AKP bütün gemileri yaktı mı?

03 Mayıs 2022 Salı

Kartaca örneğindeki gibi acaba bütün gemiler yakıldı mı? Gezi olayları bahane edilerek AKP’nin kutuplaştırma ve ötekileştirme çıtasını inanılmaz biçimde yükseltmesi, geriye dönüş yollarının tamamen kapatılması anlamına geliyor.

Bunu gören kimi AKP üst yöneticilerinin de işin “vahametinden” çekindiklerine tanık oluyoruz! Bugün ülkede sağcısından solcusuna, liberalinden devletçisine çok geniş kesimden büyük tepki gelmesi: çok büyük bir toplumsal muhalefetin sanatçısından akademisyenine, iş çevrelerinden emekçi örgütlere ortaya çıkması AKP için büyük bir çelişki doğurdu: Gezi benzeri bir hareketin ortaya çıkmaması için baskıyı ve hukuk dışılığı tırmandıran AKP iktidarı, benzer bir toplumsal muhalefeti kendisi üretmiş oldu(*):

- Mahkeme kararlarının hukuk boyutunun tartışılması artık “abesle iştigal” sayılır hale geldi. Bir hukuk öğrencisine söyleseniz size, “Bu saçmalıkların hukuki tartışmasına ne gerek var” diye yanıt verirdi.

- AKP üst yönetimi kendisini, “geri dönemeyeceği bir noktaya sürüklemiştir”. Yükselttiği çıta, kendi boyunu da aştı.

- AKP yönetimi, bu köşede en azından 15 yıldır yazdığım “sürdürülebilir üstünlükler kuramı”nın tuzağına düştü: “bir yanlışı örtmek için daha büyük bir yanlışın uygulanması” kaçınılmaz hale geldi. Bu yığımlı örtüşmeler, “güçlenir ve yükselirken, aynı zamanda ters yönde çöküş ve gerilemenin meydana gelmesine yol açmıştır”. Kimi yandaş şirketlerin dünya sınıflamasında en öne çıkmalarının bedeli, yalnız ülkeye değil, AKP’ye de ödetilir hale gelmiştir. Bu “ironi” tarih boyunca, demokrasiden uzaklaşan birçok ülkede yaşandı ve halen de yaşanmakta.

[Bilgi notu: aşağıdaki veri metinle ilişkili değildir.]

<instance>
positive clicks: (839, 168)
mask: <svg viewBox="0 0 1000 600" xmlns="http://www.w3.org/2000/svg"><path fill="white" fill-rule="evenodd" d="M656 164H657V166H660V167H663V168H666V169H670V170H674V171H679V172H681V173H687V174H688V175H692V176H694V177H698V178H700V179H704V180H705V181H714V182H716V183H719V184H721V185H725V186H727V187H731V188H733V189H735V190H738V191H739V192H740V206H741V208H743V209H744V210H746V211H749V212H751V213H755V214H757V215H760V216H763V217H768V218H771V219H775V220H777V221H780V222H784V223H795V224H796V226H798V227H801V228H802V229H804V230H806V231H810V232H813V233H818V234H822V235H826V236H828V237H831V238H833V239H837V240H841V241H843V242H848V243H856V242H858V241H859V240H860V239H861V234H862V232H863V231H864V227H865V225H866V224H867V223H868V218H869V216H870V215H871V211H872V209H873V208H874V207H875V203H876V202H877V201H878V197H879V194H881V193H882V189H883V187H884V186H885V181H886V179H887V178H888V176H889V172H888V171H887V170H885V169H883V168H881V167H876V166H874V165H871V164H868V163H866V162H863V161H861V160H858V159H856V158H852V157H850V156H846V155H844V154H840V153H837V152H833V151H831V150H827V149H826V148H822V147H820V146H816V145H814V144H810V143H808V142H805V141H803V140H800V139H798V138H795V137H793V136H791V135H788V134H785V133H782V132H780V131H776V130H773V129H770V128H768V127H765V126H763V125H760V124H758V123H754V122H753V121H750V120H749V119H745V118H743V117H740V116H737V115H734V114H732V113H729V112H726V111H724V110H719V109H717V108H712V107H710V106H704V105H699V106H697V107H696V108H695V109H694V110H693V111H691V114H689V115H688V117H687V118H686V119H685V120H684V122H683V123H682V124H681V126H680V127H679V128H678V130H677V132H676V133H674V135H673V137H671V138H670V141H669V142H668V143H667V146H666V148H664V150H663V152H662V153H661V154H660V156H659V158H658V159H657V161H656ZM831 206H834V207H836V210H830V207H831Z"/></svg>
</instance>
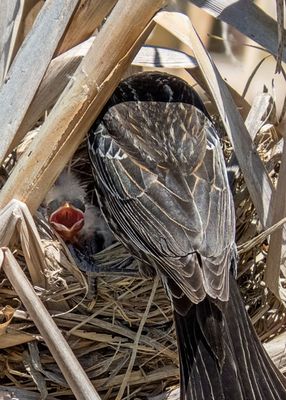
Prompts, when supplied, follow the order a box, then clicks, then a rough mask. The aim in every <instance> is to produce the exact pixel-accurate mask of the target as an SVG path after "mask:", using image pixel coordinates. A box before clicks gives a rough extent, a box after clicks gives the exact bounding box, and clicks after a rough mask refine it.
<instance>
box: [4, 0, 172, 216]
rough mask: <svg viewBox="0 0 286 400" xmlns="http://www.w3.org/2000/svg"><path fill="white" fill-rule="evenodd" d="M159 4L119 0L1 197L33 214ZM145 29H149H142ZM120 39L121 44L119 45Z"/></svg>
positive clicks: (135, 51) (130, 55)
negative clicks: (88, 51)
mask: <svg viewBox="0 0 286 400" xmlns="http://www.w3.org/2000/svg"><path fill="white" fill-rule="evenodd" d="M164 3H165V1H163V0H156V1H155V0H142V1H140V2H134V1H132V0H119V1H118V3H117V4H116V6H115V7H114V9H113V10H112V13H111V15H110V16H109V18H108V19H107V21H106V22H105V24H104V25H103V28H102V30H101V31H100V32H99V34H98V36H97V37H96V39H95V41H94V42H93V45H92V46H91V48H90V50H89V52H88V53H87V55H86V56H85V57H84V59H83V61H82V63H81V64H80V65H79V67H78V69H77V71H76V73H75V75H74V77H73V78H72V79H71V81H70V82H69V84H68V86H67V87H66V89H65V90H64V92H63V94H62V96H61V97H60V98H59V100H58V102H57V103H56V105H55V107H54V108H53V110H52V111H51V113H50V115H49V117H48V118H47V120H46V121H45V123H44V124H43V125H42V127H41V129H40V132H39V134H38V136H37V137H36V138H35V139H34V140H33V142H32V144H31V145H30V146H29V148H28V149H27V150H26V152H25V153H24V154H23V156H22V157H21V159H20V160H19V161H18V163H17V165H16V167H15V168H14V170H13V172H12V174H11V176H10V178H9V179H8V181H7V182H6V184H5V186H4V187H3V189H2V191H1V195H0V207H3V206H4V205H5V204H7V203H8V202H9V201H10V200H11V199H12V198H16V199H18V200H21V201H23V202H25V203H26V204H27V205H28V207H29V209H30V211H31V212H32V213H33V212H35V210H36V209H37V208H38V207H39V205H40V203H41V201H42V200H43V198H44V197H45V195H46V193H47V191H48V190H49V188H50V186H51V185H52V184H53V182H54V181H55V179H56V178H57V176H58V175H59V174H60V172H61V171H62V169H63V168H64V166H65V165H66V163H67V162H68V160H69V159H70V158H71V156H72V155H73V153H74V152H75V150H76V149H77V147H78V146H79V144H80V143H81V141H82V140H83V138H84V135H85V133H86V132H87V130H88V129H89V127H90V125H91V124H92V122H93V121H94V120H95V118H96V117H97V115H98V113H99V112H100V110H101V109H102V107H103V105H104V104H105V102H106V101H107V100H108V98H109V97H110V95H111V93H112V91H113V90H114V88H115V87H116V85H117V84H118V82H119V80H120V78H121V76H122V74H123V72H124V70H125V69H126V68H127V66H128V65H129V64H130V63H131V61H132V58H133V56H134V54H135V52H136V50H138V48H139V46H140V45H141V44H142V42H143V41H144V40H145V38H146V36H147V34H149V33H150V29H151V28H153V25H152V24H151V26H150V25H149V26H148V24H149V22H150V20H151V19H152V17H153V15H154V14H155V13H156V11H158V9H159V8H160V7H161V6H162V5H163V4H164ZM146 26H147V27H148V28H146ZM118 38H119V40H118Z"/></svg>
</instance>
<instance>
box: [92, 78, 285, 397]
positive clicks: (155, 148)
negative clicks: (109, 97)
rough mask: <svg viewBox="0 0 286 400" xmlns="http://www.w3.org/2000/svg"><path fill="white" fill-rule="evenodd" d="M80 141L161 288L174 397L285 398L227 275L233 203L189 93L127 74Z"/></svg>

ABD, İSRAİL VE SUUDİ ARABİSTAN’A ‘DÖNÜŞ’

Ulusal çıkarlar ile iktidarda kalma hesapları çatışınca bu sonuçlar zaten kaçınılmaz olur. Siyasal İslam ve emperyalist odaklar son iki yüzyılda olduğu gibi işbirliğine başladılar. Tek adam rejimleri, bu girdaptan kendilerini kurtaramazlar. Demokrasiye ve Türkiye Cumhuriyeti’nin Atatürkçü değerlerine karşı çıkmaya başladığınız zaman kendinizi emperyalizmin kucağında bulursunuz.

Gezi davası sonuçlarını getiren rejim (ve iktidar) artık bölgede ABD, İngiltere, İsrail ve Körfez Arap ülkeleri ile yakınlaşmak durumundadır. Demokrasiye dönüş yolları antidemokratik uygulamalar ile kapatılırsa ülkenin Iraklaşma, Suriyeleşme ve Afganistanlaşma süreci de başlar.

İktidar, ekonomik ve siyasal olarak çok zayıflayan konumunu, Körfez, İsrail ve ABD’ye yaklaşarak kurtarmak istemektedir. Bu eğilimin Türkiye’nin ulusal çıkarları ile bağdaşmadığına, ülkedeki büyük çoğunluk inanıyor.

İktidarın Gezi’ye ilişkin son dayatmaları, önümüzdeki seçimlerin nasıl bir “kader seçimi” olacağını da gösteriyor.


(*) Benim Gezi Parkı anılarım çocukken bile başlamıştı: 10 yaşımda iken Gezi Parkı’nda çift kale top oynardık. (Fatih’ten Beyoğlu’na Benim İstanbul’um, Tarihçi Kitabevi, 2022, s.66.)